The attempt to create a broad front among progressive anti-apartheid lawyers in 1987 got off to a good start when Lawyers for Human Rights agreed to join the new umbrella organisation after some “relatively easy” meetings with the steering committee. However, discussions with Godfrey Pitje, Dikgang Moseneke and others from the BLA proved to be more complicated. Firstly, there were clearly ideological differences, as the BLA was inclined more towards the thinking of the BCM, PAC and Unity Movement than the ANC and UDF. Secondly, the BLA was not keen to give the LHR equal status from the outset. According to Krish Naidoo’s account, the BLA argued that it and SAADEL should “join forces and then absorb the LHR on our terms”. Thirdly, the BLA felt that since SAADEL was a “pressure group” rather than an organisation, its supporters should join the BLA as individual members. Finally, the issue of the BLA holding on to its property and resources remained a sticking point.

After a few months of interaction, which set back the planned formation date, the BLA nevertheless agreed to come onto a joint steering committee to form a single organisation of progressive anti-racist lawyers. A constitution was drawn up for the new body, which was to be given a different name: NADEL instead of SAADEL. However, the consensus between the groups had not been sustained. The BLA successfully argued that the elections for the executive should be decided by a vote of all those at the founding meeting, despite pleas for representation for each of the different bodies on the new executive committee. The BLA also sought to exclude white males as the law dictated they had to do military service in the SANDF. The other constituent bodies placed an ultimatum before the BLA: NADEL membership would remain non-racial or they would not become part of it. The BLA backed down on this and NADEL was launched with a non-racial membership at a founding meeting in Durban on 1 May 1987. The BLA was strong enough to dominate the elections for the leadership. Only Dullah Omar (vice-president) and Ismail Ayob (secretary) from the “progressive alliance” steering committee made it onto the executive committee.

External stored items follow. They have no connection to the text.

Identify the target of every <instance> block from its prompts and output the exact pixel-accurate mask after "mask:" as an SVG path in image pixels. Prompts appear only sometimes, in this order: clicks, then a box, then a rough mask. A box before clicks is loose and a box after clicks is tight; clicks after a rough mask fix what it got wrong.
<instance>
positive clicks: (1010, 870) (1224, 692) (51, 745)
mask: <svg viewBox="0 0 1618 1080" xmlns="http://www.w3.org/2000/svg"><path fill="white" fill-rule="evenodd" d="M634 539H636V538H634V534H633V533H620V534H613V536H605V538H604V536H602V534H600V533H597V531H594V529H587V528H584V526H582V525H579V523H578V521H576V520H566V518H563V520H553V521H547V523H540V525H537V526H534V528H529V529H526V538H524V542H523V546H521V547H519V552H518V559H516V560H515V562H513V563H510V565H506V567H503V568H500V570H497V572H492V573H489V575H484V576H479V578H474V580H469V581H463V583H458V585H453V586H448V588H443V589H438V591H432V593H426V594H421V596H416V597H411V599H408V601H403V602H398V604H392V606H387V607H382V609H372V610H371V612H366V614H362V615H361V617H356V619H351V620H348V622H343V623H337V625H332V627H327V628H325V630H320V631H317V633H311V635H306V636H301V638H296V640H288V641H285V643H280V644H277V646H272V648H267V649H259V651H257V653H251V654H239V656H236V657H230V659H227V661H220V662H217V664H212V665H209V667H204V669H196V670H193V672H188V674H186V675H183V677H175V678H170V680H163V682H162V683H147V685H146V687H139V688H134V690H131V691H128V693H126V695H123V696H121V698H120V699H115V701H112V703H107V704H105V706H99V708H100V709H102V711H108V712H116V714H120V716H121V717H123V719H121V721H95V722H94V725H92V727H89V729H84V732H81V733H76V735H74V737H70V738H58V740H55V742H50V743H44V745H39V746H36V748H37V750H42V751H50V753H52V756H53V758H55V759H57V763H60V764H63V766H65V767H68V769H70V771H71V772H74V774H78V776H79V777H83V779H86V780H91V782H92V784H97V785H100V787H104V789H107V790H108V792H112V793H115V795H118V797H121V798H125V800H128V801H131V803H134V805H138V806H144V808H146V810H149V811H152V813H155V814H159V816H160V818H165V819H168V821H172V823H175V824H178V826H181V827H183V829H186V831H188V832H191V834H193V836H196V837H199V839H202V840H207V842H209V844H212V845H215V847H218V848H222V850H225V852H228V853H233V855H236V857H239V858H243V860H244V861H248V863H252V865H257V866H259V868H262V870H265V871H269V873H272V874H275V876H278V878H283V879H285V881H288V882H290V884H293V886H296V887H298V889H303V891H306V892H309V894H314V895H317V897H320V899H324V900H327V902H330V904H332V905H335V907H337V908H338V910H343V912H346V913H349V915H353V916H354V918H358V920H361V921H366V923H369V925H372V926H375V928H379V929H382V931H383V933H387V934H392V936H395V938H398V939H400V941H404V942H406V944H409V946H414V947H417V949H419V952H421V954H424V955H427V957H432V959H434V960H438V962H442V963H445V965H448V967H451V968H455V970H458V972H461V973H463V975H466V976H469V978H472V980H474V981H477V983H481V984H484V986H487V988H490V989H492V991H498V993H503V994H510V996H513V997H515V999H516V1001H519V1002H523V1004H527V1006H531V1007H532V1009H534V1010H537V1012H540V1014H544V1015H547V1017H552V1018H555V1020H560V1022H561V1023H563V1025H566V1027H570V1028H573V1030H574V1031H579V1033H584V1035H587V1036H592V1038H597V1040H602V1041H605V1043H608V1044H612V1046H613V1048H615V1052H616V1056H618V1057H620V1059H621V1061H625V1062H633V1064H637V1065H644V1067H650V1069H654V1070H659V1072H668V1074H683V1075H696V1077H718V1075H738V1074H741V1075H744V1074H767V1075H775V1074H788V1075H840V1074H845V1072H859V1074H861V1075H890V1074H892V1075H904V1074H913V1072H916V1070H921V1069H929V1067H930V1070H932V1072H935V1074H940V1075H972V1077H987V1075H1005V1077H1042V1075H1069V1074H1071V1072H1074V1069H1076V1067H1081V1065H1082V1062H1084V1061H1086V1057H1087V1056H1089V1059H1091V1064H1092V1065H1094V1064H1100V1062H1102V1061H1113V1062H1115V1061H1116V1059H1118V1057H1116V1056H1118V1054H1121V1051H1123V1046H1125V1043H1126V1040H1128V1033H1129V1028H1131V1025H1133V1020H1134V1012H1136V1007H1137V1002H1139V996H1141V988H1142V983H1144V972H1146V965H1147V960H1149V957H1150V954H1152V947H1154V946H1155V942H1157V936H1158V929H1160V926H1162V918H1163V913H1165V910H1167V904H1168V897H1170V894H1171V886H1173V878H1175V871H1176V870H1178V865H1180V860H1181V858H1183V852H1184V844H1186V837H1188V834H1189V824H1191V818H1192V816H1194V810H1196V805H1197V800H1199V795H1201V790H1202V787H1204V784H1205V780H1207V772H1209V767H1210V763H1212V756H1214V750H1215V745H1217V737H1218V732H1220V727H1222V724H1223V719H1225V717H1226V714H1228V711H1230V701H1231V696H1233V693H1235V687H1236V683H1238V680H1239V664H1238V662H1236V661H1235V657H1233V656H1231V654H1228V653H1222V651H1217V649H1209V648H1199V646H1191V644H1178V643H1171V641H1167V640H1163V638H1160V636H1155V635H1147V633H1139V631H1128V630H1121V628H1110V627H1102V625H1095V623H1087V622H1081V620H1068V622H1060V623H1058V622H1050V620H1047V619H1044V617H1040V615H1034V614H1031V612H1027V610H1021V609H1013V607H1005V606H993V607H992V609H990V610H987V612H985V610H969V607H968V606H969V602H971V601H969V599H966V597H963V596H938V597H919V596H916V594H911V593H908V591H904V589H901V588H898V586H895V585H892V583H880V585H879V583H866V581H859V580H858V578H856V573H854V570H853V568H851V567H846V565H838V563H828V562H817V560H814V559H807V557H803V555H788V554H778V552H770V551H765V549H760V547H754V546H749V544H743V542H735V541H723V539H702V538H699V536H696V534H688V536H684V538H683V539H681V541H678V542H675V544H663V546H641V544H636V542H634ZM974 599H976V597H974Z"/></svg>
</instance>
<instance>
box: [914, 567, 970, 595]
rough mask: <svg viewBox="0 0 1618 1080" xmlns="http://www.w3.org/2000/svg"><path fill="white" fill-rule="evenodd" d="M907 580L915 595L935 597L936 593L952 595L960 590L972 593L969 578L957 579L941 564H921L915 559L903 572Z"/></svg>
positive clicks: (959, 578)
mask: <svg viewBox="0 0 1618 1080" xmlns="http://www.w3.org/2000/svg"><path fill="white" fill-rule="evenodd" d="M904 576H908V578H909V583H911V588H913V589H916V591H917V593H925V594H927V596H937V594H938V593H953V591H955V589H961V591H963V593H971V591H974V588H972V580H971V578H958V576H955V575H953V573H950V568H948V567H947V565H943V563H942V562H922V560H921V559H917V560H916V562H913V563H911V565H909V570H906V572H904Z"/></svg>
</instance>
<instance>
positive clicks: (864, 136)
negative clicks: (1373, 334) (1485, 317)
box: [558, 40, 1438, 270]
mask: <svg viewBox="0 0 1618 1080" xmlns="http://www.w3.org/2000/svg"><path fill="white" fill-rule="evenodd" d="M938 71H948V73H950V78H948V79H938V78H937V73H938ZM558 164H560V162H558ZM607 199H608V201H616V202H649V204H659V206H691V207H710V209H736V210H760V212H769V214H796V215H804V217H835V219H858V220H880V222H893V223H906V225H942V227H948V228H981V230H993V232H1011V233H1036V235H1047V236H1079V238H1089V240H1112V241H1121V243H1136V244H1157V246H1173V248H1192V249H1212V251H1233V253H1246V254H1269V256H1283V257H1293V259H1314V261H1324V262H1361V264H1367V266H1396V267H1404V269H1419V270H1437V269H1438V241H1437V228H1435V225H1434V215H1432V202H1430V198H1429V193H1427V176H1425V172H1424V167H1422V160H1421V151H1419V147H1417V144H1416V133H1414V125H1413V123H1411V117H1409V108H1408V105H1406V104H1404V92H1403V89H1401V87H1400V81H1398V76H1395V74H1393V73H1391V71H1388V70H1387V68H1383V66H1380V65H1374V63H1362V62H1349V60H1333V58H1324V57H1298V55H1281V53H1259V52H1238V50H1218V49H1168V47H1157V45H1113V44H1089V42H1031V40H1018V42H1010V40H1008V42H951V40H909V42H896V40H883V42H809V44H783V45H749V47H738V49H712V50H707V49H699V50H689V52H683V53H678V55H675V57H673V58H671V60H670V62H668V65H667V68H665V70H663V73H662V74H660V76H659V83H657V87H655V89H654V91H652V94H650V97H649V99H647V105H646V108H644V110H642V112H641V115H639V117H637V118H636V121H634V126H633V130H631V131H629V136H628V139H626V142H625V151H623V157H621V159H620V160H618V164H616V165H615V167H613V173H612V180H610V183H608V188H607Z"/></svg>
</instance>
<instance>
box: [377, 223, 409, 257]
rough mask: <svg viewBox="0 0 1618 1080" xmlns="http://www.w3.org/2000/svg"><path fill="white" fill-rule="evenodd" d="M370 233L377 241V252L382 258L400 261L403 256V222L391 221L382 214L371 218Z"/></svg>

Advocate Dumisa Ntsebeza became NADEL’s first president.

The elections were a blow to the ANC. Zola Skweyiya wrote to Oliver Tambo on 4 May conveying the “shocking news” that the ‘DLCA received a report that none of its people or members of the progressive alliance was voted on to the National Executive body’. Moreover, it also had a new name and was no longer SAADEL, as had previously been decided on in the planning with the ANC. Skweyiya told Tambo: “We believe the situation warrants a discussion of the organisation and its leaders ...  at your earliest convenience.” Copies of the letter were sent to the PMC and ECC heads, Nhlanhla and Stuart.

Skweyiya then called Langa, Mlaba, Linda Zama of the DLC and Motshekga of the DLA to Harare for a post-mortem within a fortnight. The DLCA reported back after this dissection that “the elections were vigorously fought on political alliance” and that the “progressives” had been caught off guard and unprepared. A plan was hatched in Harare to seize back control from what was termed the “conservative alliance”. Meanwhile a middle course would be taken with NADEL. The ANC would explain to its international allies and funders that it would be adopting a wait-and-see attitude to the new organisation while attempting to quietly block international travel opportunities, contacts and funding for its executive, while promoting figures from the progressive alliance instead. So although the ANC had deepened its organisational links with UDF-aligned comrades, a political struggle for control in NADEL had commenced. At the next conference in 1988 Pius Langa and Dullah Omar were voted in as president and vice president, turning the power balance around.

The ANC’s links with NADEL and these two leaders were significant, strengthening the ANC’s constitutional planning capacities considerably in the years to come.